I arrived here in the year 1743 and there being no fund for sinking
of what is called our Lawful paper money, I applyed my self with
dilligence and steadiness to pay off and Cancel the Public Orders, and I
found a very great Load of these, for which the Public Faith was
engaged, but I found also a great reluctance against paying them off,
and an incurable desire to have more issued. I shall state to Your
Lordships what Sums have been cancelled in my time, it may differ from
the Report of the Committee which was formed
from the Laws imposing
Taxes for that purpose, but it is sometimes a year or two after
Laws pass before the Taxes are levied or paid into the Treasury, and the
money sometimes lies longer before it is applyed, however in the Years
1745, 1748, & 1749 there was cancelled of the Publick Orders of 1731
the Sum of £20,260 and there has been above £1000 cancelled since
of the Publick Orders of 1736, the 15
th of May 1744
£8192, the 12
th of June 1747 £8098..10. the
8
th of June 1748 £6068 the 29
th of November 1749 £2440 of the £63000 Orders of
1742 there have been paid eight years at the Rate of £6300 yearly,
extending to £50,400 and the Orders of 1745 amounting to £20,000,
these several Sums extending in the whole to £129,044..10 have been
paid during my time.
I hope therefore your Lordships will permit me to say that the Public
Faith has been punctually kept since my arrival, which was several years
agoe, perhaps the Province is not much to be praised for it, and
therefore I leave it to Your Lordships to give praise to whom it may be
due, for I have been as much press'd as any Governour in America was, to
conive at a temporary suspension of these Laws for sinking
these Sums and to have issued more paper money; and the
Situation of this Frontier Province left in the time of War without a
single Ship to defend our Trade and extensive Coast from the
neighbouring French and Spanish Settlements then our Enemies, and their
Privateers, or from the Attempts of their Indians upon our backs and the
low price of our Produce furnished but too plausible a pretence for
issuing large Sums, but I stood singly against it, altho I was earnestly
pressed by every Member of the Council and Assembly and I may say, by
every individual Person in the Province and I am ashamed to let Your
Lordships know some of the Arguments made use of by some of the Assembly
to persuade me to these measures; some of their best Speakers came to me
in the Name of the rest, and begged of me with great vehemence and with
the offers of large Sums of money, to give way to their proposals. That
the money offered me would be raised under Collour of Reimbursing me my
Expences amongst the Indians, and other Expences that they said they had
no other method of Repaying, but I not only rejected their Offers, with
great Indignation, but refused to comply with desires even when they had
afterwards moderated them to £40,000 for the payment of
the Sloops. I begged of them for their own sakes to consider
the distress that had been brought upon other Province by such measures.

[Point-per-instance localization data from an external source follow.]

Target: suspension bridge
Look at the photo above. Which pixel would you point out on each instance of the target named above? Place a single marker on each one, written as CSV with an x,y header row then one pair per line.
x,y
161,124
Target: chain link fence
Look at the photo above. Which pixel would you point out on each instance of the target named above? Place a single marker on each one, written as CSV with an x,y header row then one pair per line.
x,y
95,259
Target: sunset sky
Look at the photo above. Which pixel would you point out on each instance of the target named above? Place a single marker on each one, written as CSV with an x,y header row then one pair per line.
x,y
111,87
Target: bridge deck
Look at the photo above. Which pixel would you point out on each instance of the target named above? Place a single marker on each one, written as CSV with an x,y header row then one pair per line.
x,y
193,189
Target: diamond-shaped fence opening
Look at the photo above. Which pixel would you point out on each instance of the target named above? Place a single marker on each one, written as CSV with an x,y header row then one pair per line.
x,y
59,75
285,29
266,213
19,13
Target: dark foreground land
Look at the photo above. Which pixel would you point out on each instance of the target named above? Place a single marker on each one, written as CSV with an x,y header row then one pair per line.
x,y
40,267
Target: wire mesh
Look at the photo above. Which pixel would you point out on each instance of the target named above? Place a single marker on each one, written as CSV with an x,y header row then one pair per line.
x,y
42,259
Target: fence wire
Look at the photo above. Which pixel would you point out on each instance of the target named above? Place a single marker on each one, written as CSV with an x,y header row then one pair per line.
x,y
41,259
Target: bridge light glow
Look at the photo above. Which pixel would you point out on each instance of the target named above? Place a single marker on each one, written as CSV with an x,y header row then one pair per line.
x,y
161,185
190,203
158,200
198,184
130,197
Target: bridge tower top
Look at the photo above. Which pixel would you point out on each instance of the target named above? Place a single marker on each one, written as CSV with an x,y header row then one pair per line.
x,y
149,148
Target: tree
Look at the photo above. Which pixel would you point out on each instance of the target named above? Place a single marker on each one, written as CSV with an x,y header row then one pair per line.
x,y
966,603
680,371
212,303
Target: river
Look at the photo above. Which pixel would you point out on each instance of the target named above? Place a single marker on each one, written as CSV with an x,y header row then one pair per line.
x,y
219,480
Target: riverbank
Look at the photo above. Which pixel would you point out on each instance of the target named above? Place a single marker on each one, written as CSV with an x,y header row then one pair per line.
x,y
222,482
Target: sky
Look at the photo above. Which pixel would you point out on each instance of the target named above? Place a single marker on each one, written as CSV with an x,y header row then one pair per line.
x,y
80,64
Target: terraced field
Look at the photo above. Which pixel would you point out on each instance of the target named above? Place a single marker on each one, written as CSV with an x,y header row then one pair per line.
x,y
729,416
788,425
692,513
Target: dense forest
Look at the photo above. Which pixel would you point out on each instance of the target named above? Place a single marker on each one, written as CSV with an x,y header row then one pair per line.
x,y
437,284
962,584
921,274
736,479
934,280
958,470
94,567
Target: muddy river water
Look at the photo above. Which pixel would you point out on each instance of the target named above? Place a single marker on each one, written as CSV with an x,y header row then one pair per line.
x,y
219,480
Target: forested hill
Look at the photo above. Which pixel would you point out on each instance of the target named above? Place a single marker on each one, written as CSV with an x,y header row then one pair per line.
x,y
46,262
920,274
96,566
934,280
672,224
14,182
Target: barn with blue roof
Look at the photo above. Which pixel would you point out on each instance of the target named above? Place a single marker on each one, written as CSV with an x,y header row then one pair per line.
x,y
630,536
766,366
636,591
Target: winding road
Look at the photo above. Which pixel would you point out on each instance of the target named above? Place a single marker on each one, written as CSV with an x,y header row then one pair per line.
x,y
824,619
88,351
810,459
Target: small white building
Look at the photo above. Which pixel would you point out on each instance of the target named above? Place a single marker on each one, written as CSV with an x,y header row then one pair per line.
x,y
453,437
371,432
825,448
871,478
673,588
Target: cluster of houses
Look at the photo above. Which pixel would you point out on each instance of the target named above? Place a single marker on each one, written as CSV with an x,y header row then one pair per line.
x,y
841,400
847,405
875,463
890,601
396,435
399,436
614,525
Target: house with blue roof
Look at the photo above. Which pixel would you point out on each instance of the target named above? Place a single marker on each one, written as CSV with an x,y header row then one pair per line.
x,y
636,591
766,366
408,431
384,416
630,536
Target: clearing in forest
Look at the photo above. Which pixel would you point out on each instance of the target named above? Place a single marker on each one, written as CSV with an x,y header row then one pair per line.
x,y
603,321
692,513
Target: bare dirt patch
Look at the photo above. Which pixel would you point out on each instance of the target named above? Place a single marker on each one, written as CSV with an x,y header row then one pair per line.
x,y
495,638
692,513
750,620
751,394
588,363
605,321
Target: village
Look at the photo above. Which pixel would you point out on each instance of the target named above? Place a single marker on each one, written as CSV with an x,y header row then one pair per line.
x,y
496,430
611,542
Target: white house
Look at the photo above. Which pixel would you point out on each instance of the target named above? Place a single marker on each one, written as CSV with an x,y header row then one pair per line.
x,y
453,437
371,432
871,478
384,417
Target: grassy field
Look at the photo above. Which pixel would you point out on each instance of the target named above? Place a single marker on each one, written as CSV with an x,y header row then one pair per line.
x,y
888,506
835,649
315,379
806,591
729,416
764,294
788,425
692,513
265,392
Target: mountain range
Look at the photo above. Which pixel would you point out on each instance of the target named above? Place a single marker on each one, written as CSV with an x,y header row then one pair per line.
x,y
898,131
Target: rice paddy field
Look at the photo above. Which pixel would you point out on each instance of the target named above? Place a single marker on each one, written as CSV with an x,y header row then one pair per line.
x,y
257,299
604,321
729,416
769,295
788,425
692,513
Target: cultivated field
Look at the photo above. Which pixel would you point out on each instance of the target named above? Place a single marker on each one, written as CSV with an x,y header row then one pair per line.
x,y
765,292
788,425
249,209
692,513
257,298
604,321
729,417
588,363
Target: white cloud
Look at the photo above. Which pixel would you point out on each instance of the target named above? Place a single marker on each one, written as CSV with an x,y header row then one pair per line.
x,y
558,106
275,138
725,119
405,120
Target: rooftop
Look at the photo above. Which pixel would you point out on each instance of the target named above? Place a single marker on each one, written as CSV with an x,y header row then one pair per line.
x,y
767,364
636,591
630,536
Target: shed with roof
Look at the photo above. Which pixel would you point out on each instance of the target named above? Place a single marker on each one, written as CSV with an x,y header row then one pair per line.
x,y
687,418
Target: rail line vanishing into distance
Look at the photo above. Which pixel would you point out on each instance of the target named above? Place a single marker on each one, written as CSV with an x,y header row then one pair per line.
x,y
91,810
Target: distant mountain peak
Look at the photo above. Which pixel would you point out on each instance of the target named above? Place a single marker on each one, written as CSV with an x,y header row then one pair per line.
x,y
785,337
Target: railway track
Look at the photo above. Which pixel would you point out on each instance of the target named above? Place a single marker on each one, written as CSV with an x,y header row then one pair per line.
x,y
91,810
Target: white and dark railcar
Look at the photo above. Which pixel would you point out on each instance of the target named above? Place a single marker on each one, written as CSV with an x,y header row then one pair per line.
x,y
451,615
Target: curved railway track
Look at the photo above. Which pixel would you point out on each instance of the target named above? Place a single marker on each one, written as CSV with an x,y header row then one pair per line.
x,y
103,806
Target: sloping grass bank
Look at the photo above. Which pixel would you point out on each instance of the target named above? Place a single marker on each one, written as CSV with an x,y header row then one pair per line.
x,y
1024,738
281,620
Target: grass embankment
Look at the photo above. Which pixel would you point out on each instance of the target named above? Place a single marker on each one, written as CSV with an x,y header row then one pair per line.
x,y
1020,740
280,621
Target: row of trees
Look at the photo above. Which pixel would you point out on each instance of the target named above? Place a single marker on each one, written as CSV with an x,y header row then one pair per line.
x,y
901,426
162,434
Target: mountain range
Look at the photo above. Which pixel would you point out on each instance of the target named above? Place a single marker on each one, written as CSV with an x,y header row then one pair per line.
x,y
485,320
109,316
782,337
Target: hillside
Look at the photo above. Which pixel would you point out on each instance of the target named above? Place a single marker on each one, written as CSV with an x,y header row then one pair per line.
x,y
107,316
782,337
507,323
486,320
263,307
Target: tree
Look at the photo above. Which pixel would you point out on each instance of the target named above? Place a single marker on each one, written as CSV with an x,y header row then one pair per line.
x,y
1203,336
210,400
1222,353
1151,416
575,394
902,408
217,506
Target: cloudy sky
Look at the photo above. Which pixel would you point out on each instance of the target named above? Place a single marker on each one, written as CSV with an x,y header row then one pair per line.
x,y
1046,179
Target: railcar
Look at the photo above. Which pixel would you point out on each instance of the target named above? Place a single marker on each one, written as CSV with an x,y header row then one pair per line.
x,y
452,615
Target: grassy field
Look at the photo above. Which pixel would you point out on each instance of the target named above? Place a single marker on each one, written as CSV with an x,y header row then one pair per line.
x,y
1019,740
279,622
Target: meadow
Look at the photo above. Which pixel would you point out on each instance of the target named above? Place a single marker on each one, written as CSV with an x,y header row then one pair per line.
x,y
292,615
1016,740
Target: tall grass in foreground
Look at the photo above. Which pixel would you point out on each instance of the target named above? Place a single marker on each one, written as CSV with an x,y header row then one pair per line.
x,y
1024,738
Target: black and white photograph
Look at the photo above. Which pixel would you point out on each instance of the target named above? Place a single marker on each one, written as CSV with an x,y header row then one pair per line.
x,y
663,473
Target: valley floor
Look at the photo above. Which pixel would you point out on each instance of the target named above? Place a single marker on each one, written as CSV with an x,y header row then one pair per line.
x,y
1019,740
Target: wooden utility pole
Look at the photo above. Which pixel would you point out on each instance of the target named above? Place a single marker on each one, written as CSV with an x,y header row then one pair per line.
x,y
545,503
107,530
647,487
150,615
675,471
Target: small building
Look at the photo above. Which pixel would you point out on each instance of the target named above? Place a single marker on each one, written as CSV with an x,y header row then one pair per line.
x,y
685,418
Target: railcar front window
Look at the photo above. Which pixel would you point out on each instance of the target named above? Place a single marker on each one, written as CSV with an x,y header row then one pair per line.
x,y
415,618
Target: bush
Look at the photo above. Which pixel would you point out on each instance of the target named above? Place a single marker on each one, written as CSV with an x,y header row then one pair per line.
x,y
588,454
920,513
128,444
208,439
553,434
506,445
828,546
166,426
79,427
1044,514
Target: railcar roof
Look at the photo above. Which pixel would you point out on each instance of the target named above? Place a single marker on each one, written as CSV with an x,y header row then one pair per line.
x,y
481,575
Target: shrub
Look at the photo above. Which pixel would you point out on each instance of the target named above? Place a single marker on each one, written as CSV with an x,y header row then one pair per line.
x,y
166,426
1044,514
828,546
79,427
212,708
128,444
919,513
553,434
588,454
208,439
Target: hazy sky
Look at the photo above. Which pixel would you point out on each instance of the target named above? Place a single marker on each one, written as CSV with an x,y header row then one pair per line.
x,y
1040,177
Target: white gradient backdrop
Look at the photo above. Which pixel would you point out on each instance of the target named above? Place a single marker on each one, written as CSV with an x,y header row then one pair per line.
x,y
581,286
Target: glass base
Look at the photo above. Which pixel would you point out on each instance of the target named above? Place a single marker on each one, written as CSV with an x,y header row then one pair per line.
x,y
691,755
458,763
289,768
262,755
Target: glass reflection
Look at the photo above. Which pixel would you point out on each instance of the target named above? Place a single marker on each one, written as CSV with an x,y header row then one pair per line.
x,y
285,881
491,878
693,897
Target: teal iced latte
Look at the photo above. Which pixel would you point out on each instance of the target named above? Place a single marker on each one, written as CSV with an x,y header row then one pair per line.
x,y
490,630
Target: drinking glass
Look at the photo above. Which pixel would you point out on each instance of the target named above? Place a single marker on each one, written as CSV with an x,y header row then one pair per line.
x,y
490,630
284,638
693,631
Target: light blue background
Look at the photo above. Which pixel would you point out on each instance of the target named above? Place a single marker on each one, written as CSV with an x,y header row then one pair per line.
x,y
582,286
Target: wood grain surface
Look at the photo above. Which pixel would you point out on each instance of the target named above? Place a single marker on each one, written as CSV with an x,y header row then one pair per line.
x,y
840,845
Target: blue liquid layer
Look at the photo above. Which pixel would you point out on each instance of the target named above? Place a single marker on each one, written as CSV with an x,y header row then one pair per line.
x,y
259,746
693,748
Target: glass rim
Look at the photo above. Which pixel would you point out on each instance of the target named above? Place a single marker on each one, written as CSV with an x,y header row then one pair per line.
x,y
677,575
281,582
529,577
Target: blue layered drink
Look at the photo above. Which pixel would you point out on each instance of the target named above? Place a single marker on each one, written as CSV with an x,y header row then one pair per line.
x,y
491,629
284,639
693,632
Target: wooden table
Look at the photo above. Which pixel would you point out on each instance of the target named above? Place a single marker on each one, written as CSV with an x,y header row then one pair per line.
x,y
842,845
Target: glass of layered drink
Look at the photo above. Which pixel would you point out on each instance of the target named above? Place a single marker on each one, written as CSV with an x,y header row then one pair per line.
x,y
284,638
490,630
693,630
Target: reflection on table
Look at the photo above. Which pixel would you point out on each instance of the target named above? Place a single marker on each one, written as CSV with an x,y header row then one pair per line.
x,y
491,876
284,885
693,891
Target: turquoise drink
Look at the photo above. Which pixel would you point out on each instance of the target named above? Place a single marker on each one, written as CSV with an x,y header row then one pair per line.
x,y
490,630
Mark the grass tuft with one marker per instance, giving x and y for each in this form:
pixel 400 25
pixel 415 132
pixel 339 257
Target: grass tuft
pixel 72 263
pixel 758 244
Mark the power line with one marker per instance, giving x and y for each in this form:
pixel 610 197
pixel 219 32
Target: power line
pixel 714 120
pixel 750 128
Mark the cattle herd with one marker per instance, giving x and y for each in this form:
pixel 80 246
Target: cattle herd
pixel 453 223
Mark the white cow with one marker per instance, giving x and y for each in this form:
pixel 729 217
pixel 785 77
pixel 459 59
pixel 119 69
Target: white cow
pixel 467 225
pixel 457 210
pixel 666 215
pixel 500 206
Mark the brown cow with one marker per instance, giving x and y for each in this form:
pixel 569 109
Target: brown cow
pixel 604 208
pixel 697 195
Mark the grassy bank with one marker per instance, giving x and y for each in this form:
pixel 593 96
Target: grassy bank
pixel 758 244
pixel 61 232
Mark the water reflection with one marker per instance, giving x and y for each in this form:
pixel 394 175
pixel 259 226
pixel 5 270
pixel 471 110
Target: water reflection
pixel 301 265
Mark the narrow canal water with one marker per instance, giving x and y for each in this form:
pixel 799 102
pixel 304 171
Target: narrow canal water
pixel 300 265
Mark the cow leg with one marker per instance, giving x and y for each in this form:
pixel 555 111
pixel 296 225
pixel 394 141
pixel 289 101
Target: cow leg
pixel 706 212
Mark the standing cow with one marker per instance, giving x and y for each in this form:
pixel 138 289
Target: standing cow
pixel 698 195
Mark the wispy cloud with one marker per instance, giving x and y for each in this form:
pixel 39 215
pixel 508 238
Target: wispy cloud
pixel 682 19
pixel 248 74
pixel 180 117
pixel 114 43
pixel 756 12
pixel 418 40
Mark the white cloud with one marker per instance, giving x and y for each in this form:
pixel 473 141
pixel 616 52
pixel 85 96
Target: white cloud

That it was an increasing Evil and the more it was used the more it
would be wanted, that steadiness was the only Security against it for
that admitting a little more and a little more would like the opening a
Flood Gate, overwhelm us with an Inundation of paper money. These
Arguments I used with them against any new Issue of paper money, and
they raised the Sum without it, but it is my Duty to speak another
Language to Your Lordships, while I am convinced that some sum in paper
money under proper regulations, in the present Situation of our
Trade, might be useful (for I will not say absolutely necessary) to us.